An assembly of the United Nations Environment Programme (UNEP) has been taking place in Kenya’s capital, Nairobi, this past week. Nairobi in fact hosts the global headquarters of the UNEP and is the regional seat for many UN agencies. This annual UNEP assembly gathers heads of state, ministers, business leaders and civil society representatives to work on ways to slash pollution and build a greener global economy. At this meeting a new report issued by the UNEP with a focus on the Arctic highlights the rather dire future that is now most or less certain.
Three Key Highlights
The first is the “Yikes!” moment …
- Even if Paris Agreement goals met, Arctic winter temperatures will increase 3-5°C by 2050 compared to 1986-2005 levels.
- Thawing permafrost could wake ‘sleeping giant’ of more greenhouse gases, potentially derailing global climate goals.
- Ocean acidification and pollution also posing major threats to Arctic
The Paris agreement has always been the goal, yet in reality even meeting even that is in doubt. The truly shocking item from this new report is the first item. Even if the world were to cut emissions in line with the Paris Agreement, winter temperatures in the Arctic will rise 3-5°C by 2050 and 5-9°C by 2080. This will not only be devastating for the Arctic region, it will also unleash sea level rises worldwide – and remember, this is the best-case scenario.
Worse! … How much worse?
I’m still on the highlights here, check out that second one. Rapidly thawing permafrost could accelerate climate change further and derail efforts to meet the Paris Agreement’s long-term goal of limiting the rise in global temperature to 2°C
And then there is the third item – ocean acidification and plastic pollution.

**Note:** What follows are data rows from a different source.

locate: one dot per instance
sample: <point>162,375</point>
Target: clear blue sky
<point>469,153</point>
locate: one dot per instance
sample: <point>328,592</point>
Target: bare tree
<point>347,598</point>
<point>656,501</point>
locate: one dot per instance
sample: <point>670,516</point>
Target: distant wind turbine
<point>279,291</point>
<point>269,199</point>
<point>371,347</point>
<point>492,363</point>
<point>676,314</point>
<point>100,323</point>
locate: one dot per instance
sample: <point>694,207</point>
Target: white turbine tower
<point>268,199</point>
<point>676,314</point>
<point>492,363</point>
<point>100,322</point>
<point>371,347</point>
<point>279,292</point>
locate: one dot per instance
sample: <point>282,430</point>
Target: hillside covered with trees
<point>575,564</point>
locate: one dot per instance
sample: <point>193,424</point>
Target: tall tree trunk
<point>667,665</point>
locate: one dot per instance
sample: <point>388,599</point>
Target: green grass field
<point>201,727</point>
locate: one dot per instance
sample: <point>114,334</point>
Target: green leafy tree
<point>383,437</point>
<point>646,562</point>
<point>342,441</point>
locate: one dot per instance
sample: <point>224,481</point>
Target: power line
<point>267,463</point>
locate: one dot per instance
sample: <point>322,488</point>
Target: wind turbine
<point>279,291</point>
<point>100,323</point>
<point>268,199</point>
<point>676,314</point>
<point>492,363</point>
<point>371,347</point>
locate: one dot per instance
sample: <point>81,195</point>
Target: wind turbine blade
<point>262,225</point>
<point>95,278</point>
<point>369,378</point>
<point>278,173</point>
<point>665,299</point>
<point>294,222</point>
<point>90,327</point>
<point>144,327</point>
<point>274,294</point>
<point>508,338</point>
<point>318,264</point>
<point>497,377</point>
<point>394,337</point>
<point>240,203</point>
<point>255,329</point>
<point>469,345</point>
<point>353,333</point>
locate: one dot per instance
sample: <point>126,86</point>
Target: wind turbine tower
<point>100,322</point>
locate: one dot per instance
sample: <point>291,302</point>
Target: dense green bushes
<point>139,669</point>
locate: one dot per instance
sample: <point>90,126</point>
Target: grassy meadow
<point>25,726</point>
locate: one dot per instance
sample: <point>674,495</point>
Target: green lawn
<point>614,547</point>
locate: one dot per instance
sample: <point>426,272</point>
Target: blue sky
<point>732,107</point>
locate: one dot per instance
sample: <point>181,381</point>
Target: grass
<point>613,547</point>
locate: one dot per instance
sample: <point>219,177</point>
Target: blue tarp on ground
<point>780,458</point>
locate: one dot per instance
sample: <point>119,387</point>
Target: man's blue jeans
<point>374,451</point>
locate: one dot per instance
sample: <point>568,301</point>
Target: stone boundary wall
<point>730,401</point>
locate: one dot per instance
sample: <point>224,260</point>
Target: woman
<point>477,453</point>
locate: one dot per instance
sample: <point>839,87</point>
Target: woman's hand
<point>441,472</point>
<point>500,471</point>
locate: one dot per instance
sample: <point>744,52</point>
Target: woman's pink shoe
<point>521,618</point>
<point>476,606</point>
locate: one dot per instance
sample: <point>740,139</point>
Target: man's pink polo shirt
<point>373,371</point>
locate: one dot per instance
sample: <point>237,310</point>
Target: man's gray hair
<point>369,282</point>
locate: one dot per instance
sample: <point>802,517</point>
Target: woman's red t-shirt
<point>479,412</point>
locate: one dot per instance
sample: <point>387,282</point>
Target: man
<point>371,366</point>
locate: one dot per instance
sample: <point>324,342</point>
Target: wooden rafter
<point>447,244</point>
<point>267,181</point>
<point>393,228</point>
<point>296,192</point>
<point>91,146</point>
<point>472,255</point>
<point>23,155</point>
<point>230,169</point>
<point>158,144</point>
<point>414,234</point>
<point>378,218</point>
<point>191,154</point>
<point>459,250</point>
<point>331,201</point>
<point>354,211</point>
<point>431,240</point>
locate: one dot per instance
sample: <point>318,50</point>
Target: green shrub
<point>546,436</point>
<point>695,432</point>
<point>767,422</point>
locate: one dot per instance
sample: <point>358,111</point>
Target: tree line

“What happens in the Arctic does not stay in the Arctic”
“What happens in the Arctic does not stay in the Arctic,” said Joyce Msuya, UN Environment’sActing Executive Director. “We have the science; now more urgent climate action is needed to steer away from tipping points that could be even worse for our planet than we first thought.”
Many live with the existing impact upon the region. Arctic societies now must respond to climate change even more through suitable adaptation actions. Arctic Indigenous Peoples already face increased food insecurity. By 2050, four million people, and around 70% of today’s Arctic infrastructure, will be threatened by thawing permafrost.
“The urgency to achieve the goals of the Paris Agreement is clearly manifested in the Arctic, because it is one of the most vulnerable and rapidly changing regions in the world,” said theFinnish Minister of the Environment, Energy and Housing, Kimmo Tiilikainen. “We need to make substantial near-term cuts in greenhouse gas emissions, black carbon and other so-called short- lived climate pollutants all over the world.”
The impacts globally would also be huge. From 1979 to the present, Arctic sea ice is estimated to have declined by 40%. Climate models predict that, at the current rate of CO2 emissions, Arctic summers will be ice-free by the 2030s. The melting of the Greenland ice cap and Arctic glaciers contribute to one third of sea level rise worldwide.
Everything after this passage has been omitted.